Unitizing (segmentation) reliability [Experimental]

When all inputs are segmented corpora – created by qlm_segment() or as_qlm_coded() with qlm_segment = TRUE – agreement is measured at the character level using Krippendorff's alpha for unitizing continua (Krippendorff, 2019, section 12.6). This accounts for segments of unequal length and partial overlaps between coders' unitizations. The observed and expected coincidence matrices are constructed from the lengths of pairwise segment intersections across all observer pairs. The output includes a docid column with per-document and overall results. Segmented corpora must reference the same source text.

Four members of the unitizing alpha family are supported:

alpha_u_binary (⁠|_u⁠alpha)

Computed when by is omitted. Measures agreement on which character spans are identified as segments versus gaps (irrelevant matter). Collapses all segment values to a binary distinction. Use this for pure boundary agreement when segments carry no codes (section 12.6.4, eq. 35).
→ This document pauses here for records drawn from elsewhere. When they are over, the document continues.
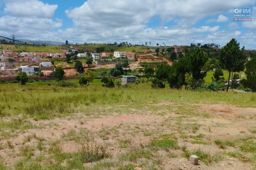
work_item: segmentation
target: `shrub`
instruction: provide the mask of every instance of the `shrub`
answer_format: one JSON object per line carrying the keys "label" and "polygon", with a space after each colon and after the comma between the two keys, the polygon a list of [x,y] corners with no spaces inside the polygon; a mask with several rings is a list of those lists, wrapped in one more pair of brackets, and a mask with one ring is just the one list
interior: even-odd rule
{"label": "shrub", "polygon": [[93,144],[90,144],[87,141],[82,145],[82,160],[85,163],[97,161],[110,156],[105,147],[98,146],[96,142]]}
{"label": "shrub", "polygon": [[61,80],[58,81],[56,85],[62,87],[77,87],[77,85],[72,81]]}

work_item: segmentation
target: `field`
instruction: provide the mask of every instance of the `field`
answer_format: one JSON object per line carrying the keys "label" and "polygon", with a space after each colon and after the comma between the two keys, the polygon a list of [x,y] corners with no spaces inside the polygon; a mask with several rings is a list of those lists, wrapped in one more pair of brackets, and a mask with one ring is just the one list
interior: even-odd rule
{"label": "field", "polygon": [[256,94],[56,83],[0,84],[1,170],[255,168]]}
{"label": "field", "polygon": [[[72,46],[72,45],[71,45]],[[120,51],[131,52],[133,49],[138,51],[140,49],[148,49],[150,47],[144,46],[136,46],[130,47],[118,47],[117,45],[108,45],[105,44],[97,44],[95,45],[89,44],[86,45],[73,45],[73,47],[81,48],[82,49],[92,49],[96,50],[97,47],[104,46],[105,47],[105,50],[104,52],[109,52],[110,49],[112,48],[114,50]],[[0,45],[0,49],[10,49],[16,51],[22,51],[25,50],[27,51],[38,52],[48,52],[50,53],[56,53],[62,52],[63,51],[60,49],[60,46],[33,46],[31,45],[17,45],[16,46],[14,45],[1,44]]]}

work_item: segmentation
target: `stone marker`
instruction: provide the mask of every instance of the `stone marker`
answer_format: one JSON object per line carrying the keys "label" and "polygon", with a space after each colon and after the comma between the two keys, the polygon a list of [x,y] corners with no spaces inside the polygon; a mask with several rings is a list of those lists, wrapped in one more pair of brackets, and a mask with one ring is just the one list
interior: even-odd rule
{"label": "stone marker", "polygon": [[199,158],[195,155],[192,155],[189,157],[189,162],[193,165],[198,165]]}

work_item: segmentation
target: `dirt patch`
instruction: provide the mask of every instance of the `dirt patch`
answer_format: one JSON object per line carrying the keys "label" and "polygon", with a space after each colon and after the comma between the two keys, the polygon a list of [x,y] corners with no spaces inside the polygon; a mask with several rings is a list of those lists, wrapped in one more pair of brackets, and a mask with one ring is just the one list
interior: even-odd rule
{"label": "dirt patch", "polygon": [[203,112],[226,117],[256,116],[256,108],[242,108],[231,105],[205,105],[200,110]]}
{"label": "dirt patch", "polygon": [[16,76],[16,70],[0,70],[0,77],[15,77]]}

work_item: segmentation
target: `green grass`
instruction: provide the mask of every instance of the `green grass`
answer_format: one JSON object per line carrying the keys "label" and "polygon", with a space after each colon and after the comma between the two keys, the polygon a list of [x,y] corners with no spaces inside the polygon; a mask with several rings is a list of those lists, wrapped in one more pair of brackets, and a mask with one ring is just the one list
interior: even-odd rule
{"label": "green grass", "polygon": [[[225,80],[228,80],[228,72],[226,70],[223,70],[223,76],[222,77],[224,77],[224,78],[225,78]],[[206,83],[210,83],[212,81],[212,77],[213,77],[213,73],[214,72],[214,71],[208,71],[207,72],[207,73],[206,74],[206,76],[205,76],[205,77],[204,79],[205,80],[205,82]],[[236,74],[239,74],[239,76],[241,76],[242,75],[242,74],[244,73],[244,72],[243,71],[241,71],[239,73],[236,73]],[[232,73],[231,73],[232,74]],[[231,75],[232,75],[232,74]],[[230,76],[231,76],[231,75]],[[241,77],[241,79],[243,79],[243,78],[246,78],[245,77]]]}

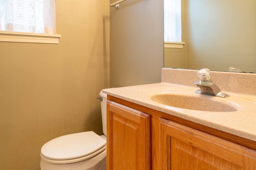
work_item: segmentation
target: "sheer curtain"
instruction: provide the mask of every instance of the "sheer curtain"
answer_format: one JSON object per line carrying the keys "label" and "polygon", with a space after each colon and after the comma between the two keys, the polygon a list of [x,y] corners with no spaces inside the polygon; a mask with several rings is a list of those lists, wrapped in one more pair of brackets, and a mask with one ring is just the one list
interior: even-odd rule
{"label": "sheer curtain", "polygon": [[56,34],[55,0],[0,0],[0,30]]}
{"label": "sheer curtain", "polygon": [[181,42],[181,0],[164,2],[164,41]]}

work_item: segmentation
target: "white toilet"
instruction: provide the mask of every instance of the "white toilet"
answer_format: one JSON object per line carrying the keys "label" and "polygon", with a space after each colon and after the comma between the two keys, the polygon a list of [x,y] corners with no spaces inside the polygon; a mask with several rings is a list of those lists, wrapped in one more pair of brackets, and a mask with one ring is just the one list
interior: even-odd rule
{"label": "white toilet", "polygon": [[106,169],[107,95],[100,93],[103,133],[92,131],[61,136],[46,143],[41,149],[41,170]]}

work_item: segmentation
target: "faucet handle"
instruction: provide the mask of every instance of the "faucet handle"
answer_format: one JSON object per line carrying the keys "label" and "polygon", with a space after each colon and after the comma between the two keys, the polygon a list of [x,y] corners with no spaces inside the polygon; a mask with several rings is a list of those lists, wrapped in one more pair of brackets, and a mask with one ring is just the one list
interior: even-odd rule
{"label": "faucet handle", "polygon": [[201,81],[204,82],[211,82],[211,79],[210,78],[210,70],[208,68],[202,68],[197,72],[197,75]]}

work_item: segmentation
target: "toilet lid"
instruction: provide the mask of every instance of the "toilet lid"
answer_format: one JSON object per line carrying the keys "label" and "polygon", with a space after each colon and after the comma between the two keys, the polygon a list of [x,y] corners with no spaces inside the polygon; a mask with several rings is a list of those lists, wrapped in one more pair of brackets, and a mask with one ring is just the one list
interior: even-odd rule
{"label": "toilet lid", "polygon": [[41,153],[48,159],[66,160],[88,155],[104,147],[106,141],[92,131],[61,136],[46,143]]}

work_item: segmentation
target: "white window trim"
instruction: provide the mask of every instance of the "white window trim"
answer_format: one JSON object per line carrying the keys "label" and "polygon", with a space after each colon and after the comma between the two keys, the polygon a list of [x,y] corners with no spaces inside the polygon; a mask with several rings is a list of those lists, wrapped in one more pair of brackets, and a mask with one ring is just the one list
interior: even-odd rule
{"label": "white window trim", "polygon": [[0,31],[0,42],[58,44],[59,34],[46,34]]}
{"label": "white window trim", "polygon": [[185,43],[178,42],[164,41],[164,48],[174,48],[177,49],[183,49],[185,45]]}

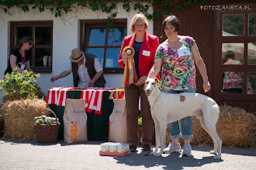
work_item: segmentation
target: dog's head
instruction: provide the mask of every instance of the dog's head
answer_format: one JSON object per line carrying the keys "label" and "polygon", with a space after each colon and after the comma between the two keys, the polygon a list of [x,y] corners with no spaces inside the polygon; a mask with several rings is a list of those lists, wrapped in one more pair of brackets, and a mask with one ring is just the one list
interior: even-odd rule
{"label": "dog's head", "polygon": [[144,84],[144,91],[146,93],[147,96],[150,95],[151,92],[155,90],[156,88],[158,88],[157,83],[159,82],[159,80],[157,78],[150,79],[147,78]]}

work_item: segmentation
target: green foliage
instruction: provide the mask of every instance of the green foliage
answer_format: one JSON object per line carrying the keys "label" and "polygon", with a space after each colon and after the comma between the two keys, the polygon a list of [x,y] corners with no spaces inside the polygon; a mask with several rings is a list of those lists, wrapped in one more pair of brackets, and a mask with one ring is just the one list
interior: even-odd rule
{"label": "green foliage", "polygon": [[15,68],[11,73],[7,73],[4,80],[0,80],[0,90],[5,90],[5,95],[19,92],[20,95],[26,94],[27,97],[35,97],[37,89],[34,82],[40,74],[33,74],[32,71],[25,70],[23,73]]}
{"label": "green foliage", "polygon": [[[108,16],[109,26],[112,24],[111,21],[117,16],[116,3],[120,2],[119,0],[0,0],[0,4],[6,8],[2,8],[6,13],[8,9],[13,7],[18,6],[22,8],[24,12],[29,11],[28,5],[33,5],[33,9],[38,9],[40,12],[49,10],[50,12],[54,14],[55,17],[61,17],[62,13],[67,13],[72,11],[71,6],[76,4],[78,6],[87,7],[91,8],[92,11],[102,11],[107,14],[110,14]],[[148,19],[158,19],[160,15],[167,15],[172,13],[173,10],[178,11],[183,8],[192,6],[199,2],[206,3],[210,0],[188,0],[182,1],[182,2],[171,3],[170,0],[134,0],[132,1],[133,6],[131,6],[131,1],[123,0],[123,8],[126,12],[130,12],[133,8],[133,10],[138,12],[142,12]],[[148,9],[150,7],[157,7],[163,8],[164,10],[154,11],[153,14],[149,13]]]}
{"label": "green foliage", "polygon": [[39,117],[35,117],[35,124],[57,124],[58,119],[56,120],[55,117],[47,117],[46,115],[41,115]]}

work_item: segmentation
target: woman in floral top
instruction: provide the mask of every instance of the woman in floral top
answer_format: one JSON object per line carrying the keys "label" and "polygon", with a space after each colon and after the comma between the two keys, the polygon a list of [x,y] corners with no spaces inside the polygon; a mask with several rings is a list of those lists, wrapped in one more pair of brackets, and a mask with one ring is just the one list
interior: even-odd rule
{"label": "woman in floral top", "polygon": [[[176,16],[167,17],[162,23],[162,35],[167,39],[158,46],[154,65],[148,74],[154,78],[162,68],[161,90],[165,93],[195,93],[195,66],[199,68],[203,80],[203,89],[206,93],[210,88],[205,63],[201,58],[199,49],[193,38],[178,35],[180,22]],[[192,117],[181,120],[182,134],[178,121],[168,124],[171,143],[164,149],[164,153],[181,152],[178,138],[184,139],[182,155],[191,155],[190,141],[192,138]]]}

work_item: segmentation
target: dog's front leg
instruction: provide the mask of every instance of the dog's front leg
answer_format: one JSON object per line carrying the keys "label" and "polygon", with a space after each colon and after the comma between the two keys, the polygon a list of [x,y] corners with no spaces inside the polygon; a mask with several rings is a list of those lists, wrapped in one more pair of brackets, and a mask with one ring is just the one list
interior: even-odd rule
{"label": "dog's front leg", "polygon": [[162,122],[160,124],[160,139],[161,139],[161,148],[160,151],[157,153],[157,156],[161,156],[163,154],[163,150],[165,147],[165,138],[166,138],[166,126],[167,122]]}
{"label": "dog's front leg", "polygon": [[160,147],[160,126],[157,120],[154,119],[154,129],[155,129],[155,135],[156,135],[156,148],[153,152],[150,155],[156,156],[158,148]]}

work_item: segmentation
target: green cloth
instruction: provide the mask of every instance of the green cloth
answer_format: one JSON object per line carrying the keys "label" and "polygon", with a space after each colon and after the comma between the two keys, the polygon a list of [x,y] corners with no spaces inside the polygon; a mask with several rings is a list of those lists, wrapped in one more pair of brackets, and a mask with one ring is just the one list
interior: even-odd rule
{"label": "green cloth", "polygon": [[[81,90],[67,91],[67,98],[80,99]],[[109,91],[103,92],[102,114],[96,115],[94,110],[87,114],[87,135],[88,141],[107,141],[109,138],[109,116],[114,107],[112,100],[109,100]],[[63,115],[65,110],[64,107],[50,104],[50,109],[54,111],[61,123],[58,139],[64,139]]]}

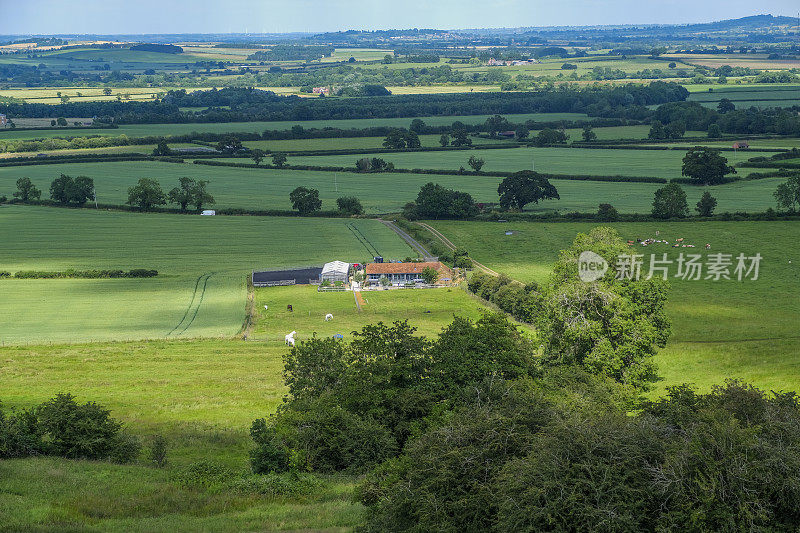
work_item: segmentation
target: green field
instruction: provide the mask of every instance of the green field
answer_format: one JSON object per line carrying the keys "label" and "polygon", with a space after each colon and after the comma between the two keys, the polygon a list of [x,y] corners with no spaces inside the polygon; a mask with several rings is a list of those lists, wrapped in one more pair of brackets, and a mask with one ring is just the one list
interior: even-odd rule
{"label": "green field", "polygon": [[[392,323],[408,320],[420,334],[436,335],[453,315],[478,318],[483,305],[458,287],[447,289],[414,289],[363,291],[365,304],[356,311],[352,292],[323,292],[316,288],[272,287],[256,289],[257,323],[252,339],[283,342],[284,335],[297,331],[297,339],[310,332],[321,336],[337,333],[350,338],[359,324]],[[286,309],[291,304],[293,311]],[[264,309],[264,305],[269,308]],[[327,313],[333,320],[324,320]]]}
{"label": "green field", "polygon": [[[371,257],[348,223],[0,208],[0,270],[159,271],[152,279],[2,280],[0,342],[234,335],[251,270]],[[385,257],[412,255],[379,222],[353,224]]]}
{"label": "green field", "polygon": [[[436,117],[418,117],[431,126],[450,125],[455,121],[464,124],[479,124],[486,121],[490,115],[454,115]],[[504,115],[512,122],[525,122],[534,120],[537,122],[550,122],[557,120],[585,120],[587,115],[582,113],[523,113]],[[302,121],[275,121],[275,122],[215,122],[215,123],[190,123],[190,124],[124,124],[114,129],[99,129],[87,131],[87,128],[72,130],[48,130],[37,132],[35,130],[0,131],[0,139],[28,139],[43,137],[46,135],[128,135],[129,137],[145,137],[148,135],[186,135],[192,132],[210,133],[236,133],[236,132],[255,132],[262,133],[264,130],[288,130],[292,126],[299,124],[304,128],[369,128],[372,126],[394,126],[407,128],[415,117],[406,118],[357,118],[340,120],[302,120]]]}
{"label": "green field", "polygon": [[[436,222],[433,225],[483,264],[513,278],[545,281],[558,250],[572,242],[585,223]],[[690,222],[608,224],[625,239],[683,237],[695,249],[666,245],[637,247],[649,254],[739,253],[763,256],[759,279],[684,281],[671,279],[668,314],[672,336],[658,357],[666,385],[694,382],[703,389],[728,377],[743,378],[766,390],[800,386],[800,244],[798,222]],[[514,234],[505,235],[506,230]],[[660,231],[660,237],[656,237]],[[709,243],[709,252],[703,246]],[[647,263],[649,265],[649,263]],[[647,265],[644,270],[646,271]],[[673,265],[672,273],[677,266]]]}
{"label": "green field", "polygon": [[[489,150],[491,156],[501,153],[522,152],[525,149]],[[548,149],[537,149],[544,151]],[[583,154],[586,150],[557,149],[568,154]],[[592,150],[594,154],[598,150]],[[622,152],[621,150],[607,150]],[[633,152],[633,151],[630,151]],[[442,154],[442,152],[437,152]],[[462,158],[467,153],[458,152]],[[662,154],[662,152],[638,151],[636,154]],[[672,154],[673,152],[663,152]],[[680,154],[681,152],[674,152]],[[402,155],[402,154],[397,154]],[[413,155],[413,154],[412,154]],[[424,154],[423,154],[424,155]],[[445,153],[451,156],[451,153]],[[290,157],[294,163],[302,158]],[[311,159],[311,158],[306,158]],[[354,159],[342,159],[344,164],[354,165]],[[487,164],[488,166],[488,164]],[[537,166],[537,170],[539,167]],[[746,169],[742,169],[746,170]],[[750,169],[758,170],[758,169]],[[164,190],[176,186],[181,176],[208,180],[208,190],[216,199],[216,208],[243,209],[291,209],[289,193],[297,186],[313,187],[320,192],[322,208],[336,209],[336,199],[341,196],[357,196],[367,213],[392,213],[402,209],[406,202],[416,198],[420,187],[435,182],[449,188],[469,192],[476,202],[497,202],[497,186],[501,178],[472,175],[430,174],[360,174],[353,172],[321,172],[299,170],[267,170],[234,167],[211,167],[207,165],[127,161],[113,163],[69,163],[0,168],[0,195],[11,197],[16,180],[29,177],[48,196],[50,182],[59,173],[71,176],[89,176],[95,180],[97,199],[101,203],[123,204],[127,201],[127,190],[139,178],[154,178]],[[772,193],[783,178],[768,178],[753,181],[737,181],[718,185],[711,190],[719,200],[717,211],[764,211],[775,207]],[[561,200],[546,200],[530,204],[532,211],[596,211],[600,203],[611,203],[626,213],[647,213],[652,207],[653,194],[661,187],[652,183],[614,183],[600,181],[552,180]],[[685,187],[689,206],[703,194],[701,187]]]}
{"label": "green field", "polygon": [[[441,135],[420,135],[422,146],[441,146]],[[384,148],[385,137],[334,137],[331,139],[281,139],[272,141],[244,141],[248,148],[261,148],[270,151],[304,151],[304,150],[360,150]],[[505,139],[475,139],[475,143],[497,144],[510,143]]]}
{"label": "green field", "polygon": [[[501,153],[522,152],[525,149],[488,150],[492,157]],[[536,149],[545,151],[548,149]],[[568,154],[591,153],[598,150],[556,149]],[[622,150],[607,150],[623,152]],[[635,154],[673,154],[681,152],[630,151]],[[442,152],[437,152],[442,154]],[[471,152],[458,152],[462,158]],[[402,154],[397,154],[402,155]],[[413,154],[412,154],[413,155]],[[423,154],[424,155],[424,154]],[[451,156],[451,153],[445,153]],[[290,157],[294,163],[301,158]],[[311,158],[306,158],[311,159]],[[538,159],[537,159],[538,160]],[[229,161],[229,160],[228,160]],[[249,160],[248,160],[249,161]],[[349,161],[349,163],[348,163]],[[355,160],[342,159],[344,164],[354,165]],[[488,166],[488,164],[487,164]],[[541,170],[537,166],[537,170]],[[741,169],[758,170],[758,169]],[[101,203],[123,204],[127,201],[128,188],[140,178],[154,178],[166,191],[175,187],[178,178],[191,176],[208,180],[208,190],[216,199],[216,208],[243,209],[291,209],[289,193],[297,186],[313,187],[320,192],[322,208],[336,209],[336,199],[341,196],[357,196],[367,213],[392,213],[402,209],[406,202],[416,198],[420,187],[428,182],[469,192],[476,202],[497,202],[497,186],[501,178],[473,175],[431,174],[361,174],[353,172],[321,172],[300,170],[267,170],[234,167],[211,167],[207,165],[159,163],[149,161],[121,161],[112,163],[68,163],[0,168],[0,195],[11,197],[16,189],[16,180],[29,177],[48,197],[50,182],[59,173],[70,176],[89,176],[95,180],[97,199]],[[764,211],[775,207],[772,193],[784,178],[768,178],[752,181],[737,181],[718,185],[711,190],[718,199],[717,211]],[[600,203],[611,203],[621,212],[647,213],[653,202],[653,194],[661,187],[652,183],[615,183],[579,180],[552,180],[561,200],[545,200],[527,206],[531,211],[593,212]],[[702,187],[685,187],[690,208],[700,199]]]}
{"label": "green field", "polygon": [[[576,151],[577,150],[577,151]],[[681,177],[681,160],[686,155],[680,150],[609,150],[575,148],[516,148],[513,150],[472,150],[469,152],[403,152],[384,154],[397,168],[469,169],[470,156],[486,161],[485,171],[531,170],[553,174],[653,176],[659,178]],[[738,163],[748,157],[771,155],[748,151],[730,154],[729,162]],[[290,158],[290,164],[320,166],[352,166],[359,155],[302,156]]]}
{"label": "green field", "polygon": [[[212,459],[238,474],[247,470],[247,429],[280,404],[285,388],[283,333],[350,331],[377,320],[408,319],[435,335],[454,313],[476,317],[483,305],[458,289],[365,293],[358,313],[353,293],[310,287],[256,290],[258,341],[186,340],[0,348],[0,388],[6,406],[31,406],[58,391],[79,393],[112,409],[145,442],[168,439],[166,470],[52,458],[0,462],[3,527],[103,531],[275,531],[351,528],[362,507],[355,480],[320,477],[307,496],[276,497],[206,491],[176,484],[174,473]],[[270,305],[269,314],[263,303]],[[291,302],[295,312],[286,312]],[[334,320],[324,322],[326,312]],[[430,311],[426,313],[425,311]],[[275,332],[279,331],[280,335]],[[280,340],[277,340],[280,336]],[[269,338],[268,342],[264,339]],[[75,369],[80,368],[80,372]],[[42,475],[42,473],[47,475]],[[102,512],[98,512],[102,510]]]}

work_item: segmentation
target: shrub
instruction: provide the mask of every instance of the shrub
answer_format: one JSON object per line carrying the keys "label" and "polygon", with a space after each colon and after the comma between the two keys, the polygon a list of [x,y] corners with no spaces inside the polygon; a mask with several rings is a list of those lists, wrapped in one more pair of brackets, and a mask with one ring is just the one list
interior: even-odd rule
{"label": "shrub", "polygon": [[336,199],[336,206],[339,211],[348,215],[363,215],[364,207],[361,201],[355,196],[342,196]]}
{"label": "shrub", "polygon": [[[277,431],[301,454],[300,465],[319,472],[363,472],[397,454],[397,441],[387,427],[328,400],[310,402],[279,418]],[[281,451],[274,442],[267,448]]]}
{"label": "shrub", "polygon": [[232,470],[220,463],[201,460],[177,470],[173,479],[182,487],[220,490],[234,476]]}
{"label": "shrub", "polygon": [[163,435],[153,437],[148,459],[158,468],[167,466],[167,439]]}
{"label": "shrub", "polygon": [[0,405],[0,459],[29,457],[43,451],[36,415],[29,410],[5,413]]}
{"label": "shrub", "polygon": [[78,404],[71,394],[58,394],[34,410],[42,435],[42,451],[69,459],[111,459],[128,462],[139,454],[139,442],[104,407]]}
{"label": "shrub", "polygon": [[603,222],[616,222],[619,220],[619,212],[611,204],[600,204],[597,209],[597,218]]}
{"label": "shrub", "polygon": [[250,436],[256,447],[250,451],[250,468],[256,474],[285,472],[289,469],[291,450],[280,439],[274,428],[263,418],[253,422]]}

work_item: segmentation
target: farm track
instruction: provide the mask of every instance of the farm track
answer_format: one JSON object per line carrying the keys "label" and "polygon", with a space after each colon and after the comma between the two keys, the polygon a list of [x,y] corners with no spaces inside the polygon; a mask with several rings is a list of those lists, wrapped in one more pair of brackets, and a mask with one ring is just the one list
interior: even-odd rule
{"label": "farm track", "polygon": [[380,219],[380,218],[378,219],[378,221],[381,224],[384,224],[387,228],[391,229],[392,231],[394,231],[395,233],[400,235],[400,237],[404,241],[406,241],[406,243],[408,243],[408,245],[411,246],[411,248],[415,252],[420,254],[425,260],[432,260],[433,259],[433,256],[431,255],[431,253],[428,250],[426,250],[424,246],[422,246],[419,242],[417,242],[417,240],[414,239],[411,235],[409,235],[405,231],[401,230],[397,226],[397,224],[395,224],[394,222],[391,222],[389,220],[383,220],[383,219]]}
{"label": "farm track", "polygon": [[[456,249],[456,245],[453,244],[453,242],[450,239],[445,237],[444,234],[441,231],[437,230],[433,226],[425,224],[424,222],[417,222],[416,224],[418,226],[421,226],[421,227],[425,228],[426,230],[430,231],[433,234],[434,237],[439,239],[439,241],[442,244],[444,244],[447,248],[449,248],[450,250],[455,250]],[[483,272],[486,272],[487,274],[491,274],[492,276],[499,276],[500,275],[499,273],[495,272],[491,268],[489,268],[486,265],[483,265],[483,264],[475,261],[472,258],[470,258],[470,261],[472,261],[472,264],[475,265],[476,268],[478,268],[479,270],[482,270]]]}
{"label": "farm track", "polygon": [[[186,319],[191,314],[192,318],[189,319],[188,322],[186,322],[182,330],[176,333],[176,336],[184,333],[187,329],[189,329],[189,326],[192,325],[194,319],[197,318],[197,313],[200,312],[200,306],[203,304],[203,298],[205,297],[206,294],[206,287],[208,286],[208,280],[214,274],[215,274],[214,272],[208,272],[206,274],[201,274],[200,276],[197,277],[197,280],[195,280],[194,282],[194,291],[192,292],[192,299],[189,300],[189,305],[186,307],[186,311],[183,313],[183,317],[181,317],[180,322],[178,322],[178,324],[174,328],[172,328],[169,333],[166,334],[166,337],[169,337],[170,335],[175,333],[178,330],[178,328],[180,328],[181,325],[183,325],[184,322],[186,322]],[[200,289],[201,283],[203,284],[202,289]],[[198,290],[200,290],[199,298],[197,295]],[[195,305],[195,300],[197,300],[197,305]],[[193,307],[194,307],[194,313],[192,313]]]}
{"label": "farm track", "polygon": [[356,240],[357,240],[359,243],[361,243],[361,245],[362,245],[362,246],[364,246],[364,248],[366,248],[366,249],[367,249],[367,253],[368,253],[368,254],[370,254],[370,255],[372,255],[372,256],[379,256],[379,255],[381,255],[381,254],[380,254],[380,252],[378,251],[378,249],[377,249],[377,248],[375,248],[375,245],[373,245],[373,244],[372,244],[372,243],[369,241],[369,239],[367,239],[366,235],[364,235],[364,234],[361,232],[361,230],[360,230],[360,229],[358,229],[358,227],[356,227],[356,225],[355,225],[355,224],[353,224],[352,222],[350,222],[350,223],[348,223],[348,224],[347,224],[347,226],[346,226],[346,227],[347,227],[347,229],[349,229],[349,230],[350,230],[350,233],[352,233],[352,234],[353,234],[353,236],[356,238]]}

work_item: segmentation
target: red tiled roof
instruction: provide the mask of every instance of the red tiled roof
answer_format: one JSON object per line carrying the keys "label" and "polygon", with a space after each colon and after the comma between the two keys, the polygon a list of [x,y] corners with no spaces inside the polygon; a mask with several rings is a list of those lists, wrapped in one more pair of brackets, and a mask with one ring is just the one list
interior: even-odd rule
{"label": "red tiled roof", "polygon": [[422,271],[428,267],[445,275],[451,274],[450,268],[439,261],[430,263],[370,263],[367,265],[367,274],[422,274]]}

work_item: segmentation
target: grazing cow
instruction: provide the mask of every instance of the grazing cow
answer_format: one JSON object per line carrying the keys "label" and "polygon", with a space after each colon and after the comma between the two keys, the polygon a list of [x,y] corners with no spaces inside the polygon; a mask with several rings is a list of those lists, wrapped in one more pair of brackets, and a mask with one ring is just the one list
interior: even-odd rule
{"label": "grazing cow", "polygon": [[287,346],[294,346],[294,334],[297,333],[296,331],[292,331],[288,335],[284,337],[284,341],[286,342]]}

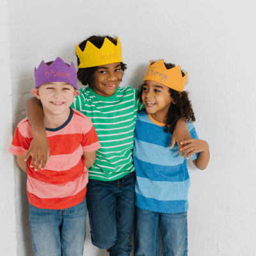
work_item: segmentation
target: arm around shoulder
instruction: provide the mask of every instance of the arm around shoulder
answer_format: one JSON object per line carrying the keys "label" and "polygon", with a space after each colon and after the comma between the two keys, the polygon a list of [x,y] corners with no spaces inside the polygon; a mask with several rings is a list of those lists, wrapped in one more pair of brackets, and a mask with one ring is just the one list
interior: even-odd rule
{"label": "arm around shoulder", "polygon": [[16,156],[16,158],[18,165],[28,173],[28,163],[24,161],[25,156]]}
{"label": "arm around shoulder", "polygon": [[41,101],[34,97],[27,101],[26,108],[27,117],[31,125],[34,137],[32,140],[29,148],[25,156],[25,161],[27,161],[29,156],[33,154],[31,159],[31,166],[35,166],[35,170],[39,168],[41,161],[42,163],[41,169],[43,170],[47,160],[50,160],[50,146],[48,143],[46,135],[45,127],[44,122],[44,111]]}
{"label": "arm around shoulder", "polygon": [[96,159],[96,150],[84,152],[84,163],[87,170],[94,164]]}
alpha_u_nominal (⁠_u⁠alpha[nominal])

Computed when by names a docvar. Measures agreement on both boundary placement and the value (code) assigned to each segment. This is the most comprehensive measure: low values can reflect boundary disagreement, coding disagreement, or both (section 12.6.3, eq. 34).

alpha_cu_nominal (⁠_cu⁠alpha[nominal])

Computed alongside alpha_u_nominal when by is specified. Measures coding agreement conditional on unitization, restricting the coincidence matrix to intersections of non-gap segments only. This isolates "do the coders agree on the codes?" from "do they agree on the boundaries?" (section 12.6.5, eqs. 36–37).

alpha_u_per_value[k] (⁠_(k)u⁠alpha[nominal])

Computed alongside alpha_u_nominal when by is specified and by_category = TRUE. Reports the reliability of each individual value k, showing which codes are applied reliably and which are not. Coverage (the percentage of all k-valued matter found in valued intersections) is reported in the docid column (section 12.6.6, eq. 38).

Value

A qlm_comparison object (a tibble/data frame) with the following columns:

variable

Name of the compared variable

level

Measurement level used

measure

Name of the reliability metric

value

Computed value of the metric

docid

Per-row context: source document identifier and overall indicator for unitizing comparisons; marginal (n=X) for nominal per-category alpha rows; NA otherwise.

rater1, rater2, ...

Names of the compared objects (one column per rater)

ci_lower

Lower bound of confidence interval (only if ci != "none")

ci_upper

Upper bound of confidence interval (only if ci != "none")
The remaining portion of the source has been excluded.